Beitrag von Eleni » 06.03.2017, 19:12

- ich hasse es zwar zu weinen, aber ich bin im Wasser gebaut: Filme, Musik, Geschichten - nimmt mich mit, schaue auch nicht´s über 12 und Genres mit Silbe "Dram-" nur in ungern und in Begleitung vertrauenswürdiger Menschen (also meistens allein^^)

Eule89
neuer Teilnehmer
Beiträge: 461
Registriert: 20.04.2017, 12:57

Beitrag von Eule89 » 31.05.2017, 14:06

Hallo zusammen,

ich bin selber auch EKA. Momentan bin ich auch im Co-Forum unterwegs, da dies gerade aktuell ist. Mein Elternteil ist seit ein paar Jahren trocken.

Ich finde es erstaunlich, wie viele Dinge bzw. Eigenschaften und Charakterzüge hier immer wieder von verschiedenen Personen genannt werden.
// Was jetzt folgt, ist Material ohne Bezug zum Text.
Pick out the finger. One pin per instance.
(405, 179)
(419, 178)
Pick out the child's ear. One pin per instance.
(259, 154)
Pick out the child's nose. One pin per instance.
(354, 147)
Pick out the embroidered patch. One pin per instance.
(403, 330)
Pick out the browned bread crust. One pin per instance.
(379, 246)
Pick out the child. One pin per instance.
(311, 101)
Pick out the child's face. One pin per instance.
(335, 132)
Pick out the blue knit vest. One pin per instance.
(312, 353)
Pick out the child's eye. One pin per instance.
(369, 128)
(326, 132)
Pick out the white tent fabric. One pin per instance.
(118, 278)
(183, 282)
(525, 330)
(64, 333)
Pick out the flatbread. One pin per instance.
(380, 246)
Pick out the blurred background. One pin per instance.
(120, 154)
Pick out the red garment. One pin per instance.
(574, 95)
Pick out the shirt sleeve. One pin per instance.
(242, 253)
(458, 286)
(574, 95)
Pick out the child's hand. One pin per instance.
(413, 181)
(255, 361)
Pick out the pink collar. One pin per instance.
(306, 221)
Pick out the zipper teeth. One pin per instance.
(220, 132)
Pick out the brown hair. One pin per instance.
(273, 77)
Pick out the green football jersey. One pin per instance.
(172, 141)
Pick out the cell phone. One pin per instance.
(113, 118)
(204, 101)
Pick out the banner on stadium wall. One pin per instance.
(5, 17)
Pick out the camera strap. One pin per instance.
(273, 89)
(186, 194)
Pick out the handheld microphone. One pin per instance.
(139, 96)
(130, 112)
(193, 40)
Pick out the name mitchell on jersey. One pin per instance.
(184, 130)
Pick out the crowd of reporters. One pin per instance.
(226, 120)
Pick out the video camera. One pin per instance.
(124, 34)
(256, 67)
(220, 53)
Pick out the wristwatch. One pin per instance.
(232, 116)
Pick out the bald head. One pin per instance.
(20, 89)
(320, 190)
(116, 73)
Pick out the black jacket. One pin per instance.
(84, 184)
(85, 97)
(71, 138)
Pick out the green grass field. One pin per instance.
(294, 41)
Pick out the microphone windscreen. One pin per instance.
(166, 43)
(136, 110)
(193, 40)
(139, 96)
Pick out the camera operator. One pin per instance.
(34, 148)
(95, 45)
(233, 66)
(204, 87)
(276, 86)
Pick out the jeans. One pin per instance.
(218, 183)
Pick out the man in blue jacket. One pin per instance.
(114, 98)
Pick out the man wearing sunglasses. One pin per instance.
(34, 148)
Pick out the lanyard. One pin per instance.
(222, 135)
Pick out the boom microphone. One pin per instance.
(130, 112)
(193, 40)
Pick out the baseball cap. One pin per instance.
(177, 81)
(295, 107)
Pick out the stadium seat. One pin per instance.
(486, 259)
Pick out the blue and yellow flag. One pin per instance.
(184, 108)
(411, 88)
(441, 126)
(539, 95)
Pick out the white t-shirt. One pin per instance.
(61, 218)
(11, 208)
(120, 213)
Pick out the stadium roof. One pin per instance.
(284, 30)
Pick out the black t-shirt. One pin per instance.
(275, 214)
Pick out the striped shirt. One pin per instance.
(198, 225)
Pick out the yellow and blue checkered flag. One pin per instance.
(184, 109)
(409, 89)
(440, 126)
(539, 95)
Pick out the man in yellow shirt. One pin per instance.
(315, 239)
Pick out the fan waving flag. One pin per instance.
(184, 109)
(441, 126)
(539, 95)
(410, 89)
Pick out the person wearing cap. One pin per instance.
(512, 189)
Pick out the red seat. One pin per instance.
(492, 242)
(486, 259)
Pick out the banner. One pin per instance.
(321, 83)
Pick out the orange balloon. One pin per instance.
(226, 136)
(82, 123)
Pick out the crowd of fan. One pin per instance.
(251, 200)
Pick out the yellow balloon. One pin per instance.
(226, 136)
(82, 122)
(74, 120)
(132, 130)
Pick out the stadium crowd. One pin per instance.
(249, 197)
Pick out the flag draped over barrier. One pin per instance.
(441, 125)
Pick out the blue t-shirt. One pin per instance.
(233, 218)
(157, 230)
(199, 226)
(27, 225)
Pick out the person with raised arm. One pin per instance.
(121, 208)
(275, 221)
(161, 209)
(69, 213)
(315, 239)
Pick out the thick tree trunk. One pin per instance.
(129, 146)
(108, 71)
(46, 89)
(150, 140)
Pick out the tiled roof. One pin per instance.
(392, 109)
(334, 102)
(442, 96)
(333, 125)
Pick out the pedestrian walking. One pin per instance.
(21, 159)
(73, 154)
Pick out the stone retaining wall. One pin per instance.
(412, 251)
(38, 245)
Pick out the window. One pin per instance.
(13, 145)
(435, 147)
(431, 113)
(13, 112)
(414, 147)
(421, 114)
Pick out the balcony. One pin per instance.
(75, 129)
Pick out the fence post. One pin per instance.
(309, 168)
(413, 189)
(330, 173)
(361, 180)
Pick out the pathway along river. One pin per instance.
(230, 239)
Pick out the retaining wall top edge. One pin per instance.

In fast jedem Beitrag kann ich mich selber wiederfinden.

Zu meinen Eigenschaften:
- ich bin einerseits sehr eigenständig, aber andererseits auch total unsicher
- ich zweifle immer an mir und meinen Fähigkeiten
- ich brauche viel Bestätigung und Zuwendungen von anderen
- ich habe oft das Gefühl nur Lob oder Anerkennung aus Mitleid zu bekommen
- ich fühle mich oft noch als kleines Kind (behandelt), obwohl ich bereits 28 werde
- ich frage mich immer, ob jemand (der es eigentlich gut mit mir meint) mir schaden möchte
- ich habe (quasi schon immer) Ein- und Durchschlafprobleme, ich brauche Stille um mich herum, sowohl zum Schlafen als auch so (ich hasse es z. B. wenn der Fernseher oder das Radio so nebenbei läuft)
- ich bin sehr schmusebedürftig (aus dem Grund habe ich auch einen Schmusekater, der das offensichtlich von Anfang an gemerkt hat)
- ich flüchte mich gerne in eine Traumwelt (z.B. beim malen oder so)
- ich hinterfrage alles und wäge immer ab
- ich treffe selten Entscheidungen aus dem Bauch heraus
-...

Ich weiß nicht, ob das wirklich damit zusammen hängt oder hängen kann. Aber offensichtlich haben hier alle doch ähnliche Eigenschaften, die ihn oder sie ausmachen.